Dignity's charity care is so insignificant that Deloitte LLP did not even mention it in its 49-page audit of Dignity. However, more than eight pages were devoted to the troubled pension plan, which was badly funded in 2011 and became even worse in 2012.
Dignity said it owes its workers $3.7 billion in benefits, but at the end of last year it had only $2.4 billion set aside to pay them. In 2011 funding was better, with three-quarters of the necessary funds invested.
The 9 percentage point drop in the pension plan funding ratio occurred even though Dignity cut pension benefit accruals, according to the Deloitte audit.
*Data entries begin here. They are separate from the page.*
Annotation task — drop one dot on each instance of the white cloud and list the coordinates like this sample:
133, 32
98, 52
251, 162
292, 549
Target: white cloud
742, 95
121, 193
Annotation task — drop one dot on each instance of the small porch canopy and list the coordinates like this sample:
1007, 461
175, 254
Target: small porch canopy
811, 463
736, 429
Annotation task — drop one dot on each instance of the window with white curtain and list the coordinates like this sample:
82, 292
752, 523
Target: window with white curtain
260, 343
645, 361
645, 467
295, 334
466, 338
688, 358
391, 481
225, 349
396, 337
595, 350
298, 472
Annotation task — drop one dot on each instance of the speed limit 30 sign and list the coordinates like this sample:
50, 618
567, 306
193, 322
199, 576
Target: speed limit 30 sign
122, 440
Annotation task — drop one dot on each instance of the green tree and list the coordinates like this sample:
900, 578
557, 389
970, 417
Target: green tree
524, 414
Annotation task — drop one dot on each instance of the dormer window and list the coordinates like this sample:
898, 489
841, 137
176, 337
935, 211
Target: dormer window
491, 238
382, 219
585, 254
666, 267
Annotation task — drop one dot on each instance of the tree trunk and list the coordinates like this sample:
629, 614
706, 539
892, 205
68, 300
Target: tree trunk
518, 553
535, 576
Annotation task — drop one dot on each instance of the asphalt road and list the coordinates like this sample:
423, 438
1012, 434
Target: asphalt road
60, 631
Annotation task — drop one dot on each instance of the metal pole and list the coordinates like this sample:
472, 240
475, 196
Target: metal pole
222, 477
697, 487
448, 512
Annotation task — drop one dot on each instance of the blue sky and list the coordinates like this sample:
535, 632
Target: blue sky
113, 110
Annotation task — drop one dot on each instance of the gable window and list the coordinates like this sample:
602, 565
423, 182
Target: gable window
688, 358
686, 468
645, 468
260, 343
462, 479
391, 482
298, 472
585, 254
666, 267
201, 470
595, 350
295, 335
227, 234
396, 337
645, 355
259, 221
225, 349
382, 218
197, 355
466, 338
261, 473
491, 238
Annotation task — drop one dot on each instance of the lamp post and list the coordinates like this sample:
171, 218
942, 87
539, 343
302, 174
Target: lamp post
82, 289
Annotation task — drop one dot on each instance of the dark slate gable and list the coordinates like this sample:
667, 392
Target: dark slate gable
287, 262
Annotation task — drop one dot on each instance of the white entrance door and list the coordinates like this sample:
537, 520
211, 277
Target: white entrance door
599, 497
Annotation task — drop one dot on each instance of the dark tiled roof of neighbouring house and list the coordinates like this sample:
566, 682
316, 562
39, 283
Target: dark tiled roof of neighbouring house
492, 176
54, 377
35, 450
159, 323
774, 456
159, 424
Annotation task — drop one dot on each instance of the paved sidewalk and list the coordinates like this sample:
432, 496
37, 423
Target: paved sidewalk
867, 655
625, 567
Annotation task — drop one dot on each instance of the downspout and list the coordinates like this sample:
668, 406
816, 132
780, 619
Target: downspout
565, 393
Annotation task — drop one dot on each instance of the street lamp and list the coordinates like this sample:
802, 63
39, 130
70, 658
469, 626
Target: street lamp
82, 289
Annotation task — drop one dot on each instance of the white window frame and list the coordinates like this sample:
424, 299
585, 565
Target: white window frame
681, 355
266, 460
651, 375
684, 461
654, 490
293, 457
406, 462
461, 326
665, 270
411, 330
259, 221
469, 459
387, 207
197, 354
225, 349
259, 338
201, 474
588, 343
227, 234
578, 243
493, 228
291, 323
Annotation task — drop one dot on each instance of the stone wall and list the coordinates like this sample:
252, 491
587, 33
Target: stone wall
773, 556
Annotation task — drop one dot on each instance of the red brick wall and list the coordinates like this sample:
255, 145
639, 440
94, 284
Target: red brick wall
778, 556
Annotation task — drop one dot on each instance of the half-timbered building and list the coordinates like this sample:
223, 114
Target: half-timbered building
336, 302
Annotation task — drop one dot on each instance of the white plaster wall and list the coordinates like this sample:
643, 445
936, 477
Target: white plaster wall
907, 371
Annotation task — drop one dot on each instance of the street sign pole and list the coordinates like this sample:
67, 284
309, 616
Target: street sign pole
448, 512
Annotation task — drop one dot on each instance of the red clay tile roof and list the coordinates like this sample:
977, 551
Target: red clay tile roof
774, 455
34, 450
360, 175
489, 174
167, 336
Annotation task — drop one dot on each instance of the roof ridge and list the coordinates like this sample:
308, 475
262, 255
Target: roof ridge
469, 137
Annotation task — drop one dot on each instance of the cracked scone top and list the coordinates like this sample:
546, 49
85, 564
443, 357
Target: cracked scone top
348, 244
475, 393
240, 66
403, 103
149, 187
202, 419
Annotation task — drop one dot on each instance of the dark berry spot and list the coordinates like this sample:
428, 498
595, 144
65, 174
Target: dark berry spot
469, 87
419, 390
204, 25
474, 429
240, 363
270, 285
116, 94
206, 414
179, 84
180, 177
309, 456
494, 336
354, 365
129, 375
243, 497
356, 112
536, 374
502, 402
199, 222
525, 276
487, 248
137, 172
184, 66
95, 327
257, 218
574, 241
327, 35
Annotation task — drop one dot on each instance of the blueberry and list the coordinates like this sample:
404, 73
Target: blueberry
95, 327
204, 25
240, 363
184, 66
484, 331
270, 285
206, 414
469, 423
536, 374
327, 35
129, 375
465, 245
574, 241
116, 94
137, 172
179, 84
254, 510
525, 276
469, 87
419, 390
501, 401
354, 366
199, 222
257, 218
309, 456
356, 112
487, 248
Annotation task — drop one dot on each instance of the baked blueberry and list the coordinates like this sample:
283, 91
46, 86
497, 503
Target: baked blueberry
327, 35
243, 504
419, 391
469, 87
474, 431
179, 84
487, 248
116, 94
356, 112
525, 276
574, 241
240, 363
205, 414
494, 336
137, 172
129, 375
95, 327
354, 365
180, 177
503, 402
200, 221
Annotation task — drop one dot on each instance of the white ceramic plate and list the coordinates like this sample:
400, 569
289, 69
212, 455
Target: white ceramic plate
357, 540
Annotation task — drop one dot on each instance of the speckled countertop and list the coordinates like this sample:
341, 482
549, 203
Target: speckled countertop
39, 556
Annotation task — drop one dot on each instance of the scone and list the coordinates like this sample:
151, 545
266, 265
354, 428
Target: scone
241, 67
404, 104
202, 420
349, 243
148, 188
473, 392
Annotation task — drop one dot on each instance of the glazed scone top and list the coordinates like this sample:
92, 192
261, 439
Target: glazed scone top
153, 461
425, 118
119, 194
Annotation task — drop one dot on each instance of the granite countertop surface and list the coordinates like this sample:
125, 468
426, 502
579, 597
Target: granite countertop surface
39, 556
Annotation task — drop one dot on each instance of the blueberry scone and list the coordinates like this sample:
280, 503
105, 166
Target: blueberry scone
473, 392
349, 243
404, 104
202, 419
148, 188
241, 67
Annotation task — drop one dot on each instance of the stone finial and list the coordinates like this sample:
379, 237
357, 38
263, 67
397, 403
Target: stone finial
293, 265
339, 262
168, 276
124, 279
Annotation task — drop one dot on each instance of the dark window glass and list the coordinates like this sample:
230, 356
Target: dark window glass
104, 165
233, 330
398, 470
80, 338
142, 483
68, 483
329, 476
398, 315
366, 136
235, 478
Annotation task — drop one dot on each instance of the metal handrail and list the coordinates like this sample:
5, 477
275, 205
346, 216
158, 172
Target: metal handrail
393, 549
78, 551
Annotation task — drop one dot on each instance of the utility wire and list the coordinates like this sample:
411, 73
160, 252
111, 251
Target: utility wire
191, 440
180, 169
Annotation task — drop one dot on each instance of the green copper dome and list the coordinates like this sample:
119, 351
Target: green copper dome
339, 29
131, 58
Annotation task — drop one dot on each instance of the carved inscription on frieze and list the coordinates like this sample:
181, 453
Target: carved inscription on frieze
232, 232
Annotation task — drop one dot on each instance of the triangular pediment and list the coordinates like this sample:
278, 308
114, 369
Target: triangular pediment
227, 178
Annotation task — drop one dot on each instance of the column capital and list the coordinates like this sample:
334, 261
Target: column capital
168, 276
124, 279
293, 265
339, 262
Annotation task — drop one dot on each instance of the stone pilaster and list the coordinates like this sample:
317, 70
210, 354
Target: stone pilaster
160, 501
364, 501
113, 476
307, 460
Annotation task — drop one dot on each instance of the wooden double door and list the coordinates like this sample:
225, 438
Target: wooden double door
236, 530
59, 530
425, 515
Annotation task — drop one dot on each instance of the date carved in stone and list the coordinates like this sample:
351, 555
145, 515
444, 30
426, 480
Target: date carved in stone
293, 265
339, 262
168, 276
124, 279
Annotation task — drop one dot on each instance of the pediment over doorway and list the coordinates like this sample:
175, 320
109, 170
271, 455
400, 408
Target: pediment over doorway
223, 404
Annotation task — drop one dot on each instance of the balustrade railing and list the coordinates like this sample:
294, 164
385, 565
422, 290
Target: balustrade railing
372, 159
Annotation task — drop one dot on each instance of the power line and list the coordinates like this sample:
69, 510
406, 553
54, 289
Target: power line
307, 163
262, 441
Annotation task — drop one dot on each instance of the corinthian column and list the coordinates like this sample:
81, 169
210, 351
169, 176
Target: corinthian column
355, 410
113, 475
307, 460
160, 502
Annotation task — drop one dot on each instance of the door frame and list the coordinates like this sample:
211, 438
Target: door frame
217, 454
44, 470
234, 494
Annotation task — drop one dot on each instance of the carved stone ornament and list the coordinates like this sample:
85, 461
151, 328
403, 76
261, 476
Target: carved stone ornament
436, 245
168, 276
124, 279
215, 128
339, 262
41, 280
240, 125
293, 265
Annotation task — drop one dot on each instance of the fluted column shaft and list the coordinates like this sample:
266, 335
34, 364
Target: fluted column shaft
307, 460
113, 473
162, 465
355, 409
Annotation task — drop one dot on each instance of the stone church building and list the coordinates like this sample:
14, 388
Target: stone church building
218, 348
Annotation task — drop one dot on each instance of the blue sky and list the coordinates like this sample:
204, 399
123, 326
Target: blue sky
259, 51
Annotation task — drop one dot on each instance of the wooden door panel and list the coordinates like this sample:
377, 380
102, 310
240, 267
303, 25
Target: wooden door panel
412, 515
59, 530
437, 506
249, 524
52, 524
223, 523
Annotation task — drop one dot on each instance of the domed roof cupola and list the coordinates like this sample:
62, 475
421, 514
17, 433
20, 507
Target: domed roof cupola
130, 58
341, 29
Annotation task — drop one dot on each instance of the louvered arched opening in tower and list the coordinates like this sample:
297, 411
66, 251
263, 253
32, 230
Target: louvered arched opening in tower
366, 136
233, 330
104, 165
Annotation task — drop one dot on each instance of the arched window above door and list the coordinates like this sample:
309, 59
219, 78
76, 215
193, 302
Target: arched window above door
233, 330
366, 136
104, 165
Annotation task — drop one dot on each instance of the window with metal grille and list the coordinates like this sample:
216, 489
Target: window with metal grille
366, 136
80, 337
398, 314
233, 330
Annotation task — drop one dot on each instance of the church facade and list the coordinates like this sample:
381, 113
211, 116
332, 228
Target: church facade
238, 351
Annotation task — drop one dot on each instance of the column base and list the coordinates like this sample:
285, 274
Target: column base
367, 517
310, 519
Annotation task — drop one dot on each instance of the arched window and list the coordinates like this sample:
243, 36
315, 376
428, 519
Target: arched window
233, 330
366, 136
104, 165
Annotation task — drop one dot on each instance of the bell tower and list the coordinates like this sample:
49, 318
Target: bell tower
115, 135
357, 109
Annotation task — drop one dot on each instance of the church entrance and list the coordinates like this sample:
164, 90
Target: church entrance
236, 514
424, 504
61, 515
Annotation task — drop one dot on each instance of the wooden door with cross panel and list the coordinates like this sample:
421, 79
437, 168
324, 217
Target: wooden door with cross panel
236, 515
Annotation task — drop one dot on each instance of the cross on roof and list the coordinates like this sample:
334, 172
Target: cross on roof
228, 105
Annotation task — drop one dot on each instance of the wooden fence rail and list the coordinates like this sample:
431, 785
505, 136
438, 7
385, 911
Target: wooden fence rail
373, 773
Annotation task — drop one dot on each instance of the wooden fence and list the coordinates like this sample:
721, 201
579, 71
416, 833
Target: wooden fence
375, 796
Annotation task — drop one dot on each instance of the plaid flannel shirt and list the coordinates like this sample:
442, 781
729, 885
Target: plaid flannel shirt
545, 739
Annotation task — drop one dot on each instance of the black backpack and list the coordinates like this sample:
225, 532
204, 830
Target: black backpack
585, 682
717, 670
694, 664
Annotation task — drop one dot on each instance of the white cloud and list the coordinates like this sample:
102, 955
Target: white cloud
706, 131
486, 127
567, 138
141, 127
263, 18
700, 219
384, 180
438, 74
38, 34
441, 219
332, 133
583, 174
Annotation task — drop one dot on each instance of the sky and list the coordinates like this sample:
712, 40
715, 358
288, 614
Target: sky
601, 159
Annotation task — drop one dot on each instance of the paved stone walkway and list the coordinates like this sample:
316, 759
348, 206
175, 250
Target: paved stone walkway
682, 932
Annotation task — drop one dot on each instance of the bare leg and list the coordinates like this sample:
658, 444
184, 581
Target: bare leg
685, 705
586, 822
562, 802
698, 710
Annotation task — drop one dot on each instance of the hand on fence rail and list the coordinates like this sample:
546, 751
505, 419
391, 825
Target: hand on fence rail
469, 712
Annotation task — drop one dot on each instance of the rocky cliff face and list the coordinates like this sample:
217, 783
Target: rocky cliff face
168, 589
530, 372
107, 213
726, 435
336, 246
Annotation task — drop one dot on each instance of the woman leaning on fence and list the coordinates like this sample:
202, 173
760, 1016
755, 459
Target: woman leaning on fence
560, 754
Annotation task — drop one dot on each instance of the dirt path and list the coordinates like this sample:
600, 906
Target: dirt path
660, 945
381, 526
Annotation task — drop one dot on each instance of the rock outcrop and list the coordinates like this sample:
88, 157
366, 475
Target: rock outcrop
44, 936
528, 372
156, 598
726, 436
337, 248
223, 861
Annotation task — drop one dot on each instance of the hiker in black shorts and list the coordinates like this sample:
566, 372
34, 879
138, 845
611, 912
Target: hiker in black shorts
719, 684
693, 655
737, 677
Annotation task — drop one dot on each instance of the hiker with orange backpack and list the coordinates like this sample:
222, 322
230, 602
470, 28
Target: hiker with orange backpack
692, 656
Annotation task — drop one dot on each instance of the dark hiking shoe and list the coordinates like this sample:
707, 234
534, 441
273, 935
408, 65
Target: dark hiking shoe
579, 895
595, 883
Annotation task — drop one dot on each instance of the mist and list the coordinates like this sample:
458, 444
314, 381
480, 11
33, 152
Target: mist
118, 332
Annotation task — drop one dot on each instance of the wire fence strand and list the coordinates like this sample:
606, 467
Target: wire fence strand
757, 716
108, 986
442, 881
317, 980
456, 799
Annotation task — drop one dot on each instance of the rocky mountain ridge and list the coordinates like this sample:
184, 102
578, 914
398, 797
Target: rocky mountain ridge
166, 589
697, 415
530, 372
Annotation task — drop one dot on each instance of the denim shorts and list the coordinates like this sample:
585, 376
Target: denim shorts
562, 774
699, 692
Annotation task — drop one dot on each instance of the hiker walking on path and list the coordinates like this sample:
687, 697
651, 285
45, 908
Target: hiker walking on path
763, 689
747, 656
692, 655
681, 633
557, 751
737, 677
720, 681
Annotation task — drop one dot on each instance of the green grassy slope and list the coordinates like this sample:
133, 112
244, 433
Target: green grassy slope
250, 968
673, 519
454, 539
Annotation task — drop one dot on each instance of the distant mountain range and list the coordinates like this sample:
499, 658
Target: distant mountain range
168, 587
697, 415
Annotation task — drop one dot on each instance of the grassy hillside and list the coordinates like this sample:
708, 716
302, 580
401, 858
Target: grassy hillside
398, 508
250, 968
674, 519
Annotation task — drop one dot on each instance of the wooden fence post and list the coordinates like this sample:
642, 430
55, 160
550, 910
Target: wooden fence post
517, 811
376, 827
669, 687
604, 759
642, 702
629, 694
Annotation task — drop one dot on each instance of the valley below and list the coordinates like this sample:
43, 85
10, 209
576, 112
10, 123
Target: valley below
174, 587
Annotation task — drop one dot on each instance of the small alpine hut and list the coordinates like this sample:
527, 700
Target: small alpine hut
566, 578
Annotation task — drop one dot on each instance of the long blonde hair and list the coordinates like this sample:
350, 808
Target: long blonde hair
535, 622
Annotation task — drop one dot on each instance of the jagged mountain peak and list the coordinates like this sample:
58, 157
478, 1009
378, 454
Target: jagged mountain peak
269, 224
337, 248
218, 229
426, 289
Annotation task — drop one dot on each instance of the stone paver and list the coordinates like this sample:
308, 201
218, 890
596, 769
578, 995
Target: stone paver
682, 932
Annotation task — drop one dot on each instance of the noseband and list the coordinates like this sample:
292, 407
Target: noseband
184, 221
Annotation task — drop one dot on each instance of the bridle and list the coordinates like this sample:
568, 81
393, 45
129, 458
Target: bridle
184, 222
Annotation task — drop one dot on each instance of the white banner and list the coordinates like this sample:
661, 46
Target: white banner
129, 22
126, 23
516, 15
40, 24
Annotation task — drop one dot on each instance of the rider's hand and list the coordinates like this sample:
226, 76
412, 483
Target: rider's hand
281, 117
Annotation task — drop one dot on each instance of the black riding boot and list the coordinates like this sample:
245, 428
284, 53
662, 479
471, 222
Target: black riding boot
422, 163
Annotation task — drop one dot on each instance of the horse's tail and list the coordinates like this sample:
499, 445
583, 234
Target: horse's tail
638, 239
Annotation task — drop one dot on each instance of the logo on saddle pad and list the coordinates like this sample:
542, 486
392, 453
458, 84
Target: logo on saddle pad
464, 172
So much for Dignity's written statement asserting that it "values" its employees.
The record shows Dignity to be an amalgam of nonprofit and commercial activity not owned by, and arguably not even established by, the Catholic Church. Its financial disclosures show it is run with hardly more regard for charity than any of several for-profit corporations that describe themselves as socially responsible.
A pending request by Dignity for a fifth IRS private letter ruling provides chief counsel with a golden opportunity to set this matter right. Citing Henderson, or just relying on his insights without credit, chief counsel can reject Dignity's private letter ruling. It can renounce its past private letter rulings for not complying with the 1980 law, for ignoring the "solely and exclusively" requirement, and for favoring feckless trustees and the entities that employed them without regard for the interests of the workers whose pension rights were taken away.
Multitudes of workers toiling away in the expectation that their pensions will be there when their hair turns gray can only hope that IRS chief counsel recognizes that to err is human, to correct divine.